But the cavalry is coming, in the form of hybridized, PD-resistant grapes developed by Dr. Andrew Walker at the University of California, Davis.

At the annual Unified Wine & Grape Symposium, held virtually this year in January, Walker was joined by Tolmach and Chuck Wagner, the founder of Caymus Vineyards. Both are growing and now making wines from these new varieties.

Attendees tasted two of Tolmach’s white wines made from hybrid grapes (one called Ambulo Blanc, the other Caminante Blanc), two reds (one named Walker Red, the other Paseante Noir), and multiple vintages of Wagner’s wine made from Paseante Noir.

The wines were a pleasant surprise to many who had previously tried funky or flavorless wine made from hybrid grapes. They had familiar yet unique flavors, ample acidity and appropriate mouthfeel.

Though Walker believed these grapes might be planted in problem areas along a creek as a buffer to PD and used for blending, the results promise a more prominent role.

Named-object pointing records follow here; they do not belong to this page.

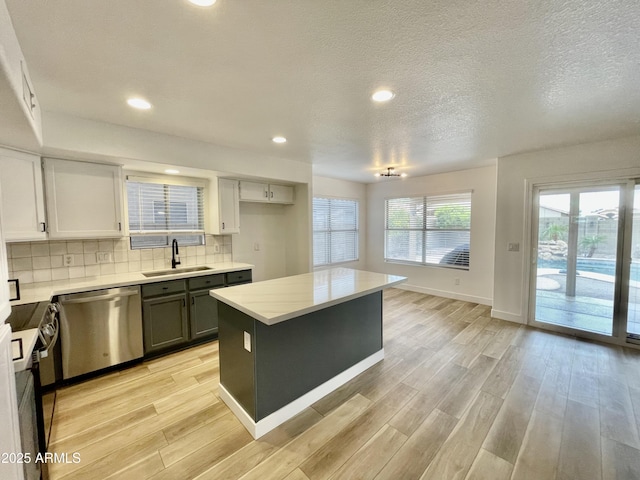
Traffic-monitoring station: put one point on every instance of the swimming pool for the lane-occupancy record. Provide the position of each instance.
(594, 265)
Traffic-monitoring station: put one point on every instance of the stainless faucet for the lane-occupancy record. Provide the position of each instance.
(175, 257)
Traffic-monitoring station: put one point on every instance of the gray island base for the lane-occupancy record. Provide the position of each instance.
(276, 360)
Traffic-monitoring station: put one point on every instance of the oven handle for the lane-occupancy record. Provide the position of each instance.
(99, 298)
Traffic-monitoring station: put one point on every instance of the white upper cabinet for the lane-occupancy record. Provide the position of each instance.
(22, 196)
(228, 207)
(280, 194)
(84, 200)
(20, 120)
(5, 305)
(263, 192)
(254, 192)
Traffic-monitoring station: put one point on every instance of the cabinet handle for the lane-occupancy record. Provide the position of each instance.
(17, 282)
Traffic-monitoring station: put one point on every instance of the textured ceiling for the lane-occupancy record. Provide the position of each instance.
(473, 80)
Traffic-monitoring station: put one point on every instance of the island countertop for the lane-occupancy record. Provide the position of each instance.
(280, 299)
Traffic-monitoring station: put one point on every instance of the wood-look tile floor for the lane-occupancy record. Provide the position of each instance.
(459, 395)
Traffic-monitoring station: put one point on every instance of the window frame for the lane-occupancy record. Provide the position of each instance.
(169, 234)
(425, 229)
(329, 231)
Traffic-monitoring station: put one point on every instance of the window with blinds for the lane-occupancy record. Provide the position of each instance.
(335, 231)
(429, 230)
(160, 212)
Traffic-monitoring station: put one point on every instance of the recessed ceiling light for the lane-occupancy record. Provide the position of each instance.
(382, 96)
(139, 103)
(203, 3)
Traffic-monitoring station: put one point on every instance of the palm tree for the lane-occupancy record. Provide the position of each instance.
(591, 243)
(554, 232)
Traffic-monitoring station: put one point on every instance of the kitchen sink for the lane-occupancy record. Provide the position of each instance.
(174, 271)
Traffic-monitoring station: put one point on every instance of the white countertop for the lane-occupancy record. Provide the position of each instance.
(29, 339)
(281, 299)
(43, 291)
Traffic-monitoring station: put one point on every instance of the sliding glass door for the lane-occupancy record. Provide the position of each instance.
(577, 258)
(585, 275)
(633, 288)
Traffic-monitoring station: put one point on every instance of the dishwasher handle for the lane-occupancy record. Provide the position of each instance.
(108, 295)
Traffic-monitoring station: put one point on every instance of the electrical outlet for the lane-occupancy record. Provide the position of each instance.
(68, 260)
(104, 257)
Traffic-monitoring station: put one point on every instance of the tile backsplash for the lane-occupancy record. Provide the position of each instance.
(32, 262)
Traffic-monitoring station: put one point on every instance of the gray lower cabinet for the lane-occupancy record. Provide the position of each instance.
(178, 312)
(165, 321)
(203, 314)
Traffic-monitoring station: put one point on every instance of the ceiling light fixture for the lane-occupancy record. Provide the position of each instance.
(382, 96)
(391, 172)
(203, 3)
(139, 103)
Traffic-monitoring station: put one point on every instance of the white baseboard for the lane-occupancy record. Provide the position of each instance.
(511, 317)
(258, 429)
(446, 294)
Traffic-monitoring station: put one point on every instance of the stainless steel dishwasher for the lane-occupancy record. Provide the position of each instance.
(99, 329)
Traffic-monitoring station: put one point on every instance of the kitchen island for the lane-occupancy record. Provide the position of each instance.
(286, 343)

“We’re pretty ecstatic about it,” said Wagner during the symposium as attendees sipped his rich, black cherry-fruited, mocha-spiced 2019, and fresher, black raspberry-laced, herb-inflected 2020. “We think it’s high-caliber vinifera wine. It doesn’t need to be squeezed along the creek. It can go right into large production. It’s that good, at least in my mind.”

“I’ve never been all that thrilled by the [hybrid grape] releases of the last 50 years,” says Tolmach, whose white wines showed melon, guava, grass and lime flavors. “Some have been O.K., but just not truly exciting. With Andy’s grape varieties, from what I have tasted, there is something really there that is thrilling.”